Bom, chega de mistério. O que me levou a estar aqui em frente ao computador foi o impacto que senti ao me deparar com o conteúdo social da obra de Abelardo. Eu fui ali achando que só iria ver o mulherio arredondado e as referências à cultura popular, e de repente tropeço com a tristeza de uma mãe lamentando a fragilidade do seu filho doente. A montagem da exposição permite esse impacto, criando uma fronteira que evidencia o abismo entre a preocupação puramente estética de Aberlado, na sua busca por novos caminhos da forma; e a social, onde o discurso se sobressai e atinge não através do olhar, mas da consciência.
A paulada é grande, você sai de um estado de letargia provocado pela beleza para cair num sentimento de culpa, revolta e angústia em questão de alguns passos.

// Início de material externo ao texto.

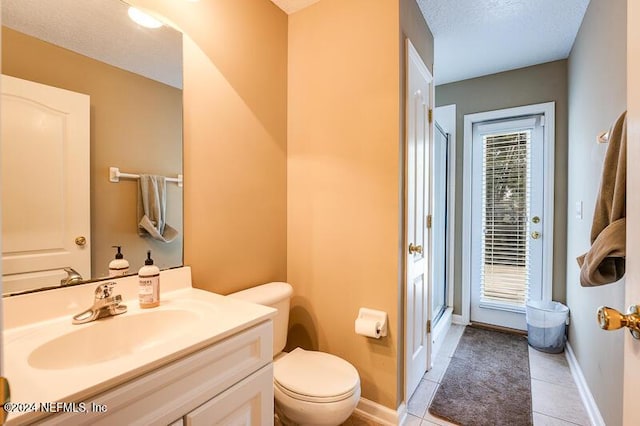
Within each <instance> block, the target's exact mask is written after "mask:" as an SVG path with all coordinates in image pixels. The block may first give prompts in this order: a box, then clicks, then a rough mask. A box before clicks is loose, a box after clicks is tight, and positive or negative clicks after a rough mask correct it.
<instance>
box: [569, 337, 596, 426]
mask: <svg viewBox="0 0 640 426" xmlns="http://www.w3.org/2000/svg"><path fill="white" fill-rule="evenodd" d="M564 353H565V357H566V358H567V362H568V363H569V368H570V369H571V375H572V376H573V380H574V381H575V382H576V386H577V387H578V392H579V393H580V398H581V399H582V403H583V404H584V406H585V408H586V409H587V415H588V416H589V421H590V422H591V424H592V425H593V426H606V425H605V423H604V419H603V418H602V414H600V410H599V409H598V405H597V404H596V400H595V399H594V398H593V394H592V393H591V390H589V385H587V380H586V379H585V378H584V374H582V369H581V368H580V364H578V359H577V358H576V355H575V353H574V352H573V349H572V348H571V345H570V344H569V343H568V342H567V345H566V347H565V351H564Z"/></svg>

Num instante você está no paraíso habitado por mulheres nuas fazendo pose, grupos de frevo e maracatu; para ser expulso e se ver no convívio de retirantes da seca, meninos raquíticos com seus buchos cheios de vermes, palafitas, sobreviventes de guerra e olhares de desespero. Tudo ali, felicidade e miséria junto sob o mesmo teto. Como o mundo absurdo em que a gente vive.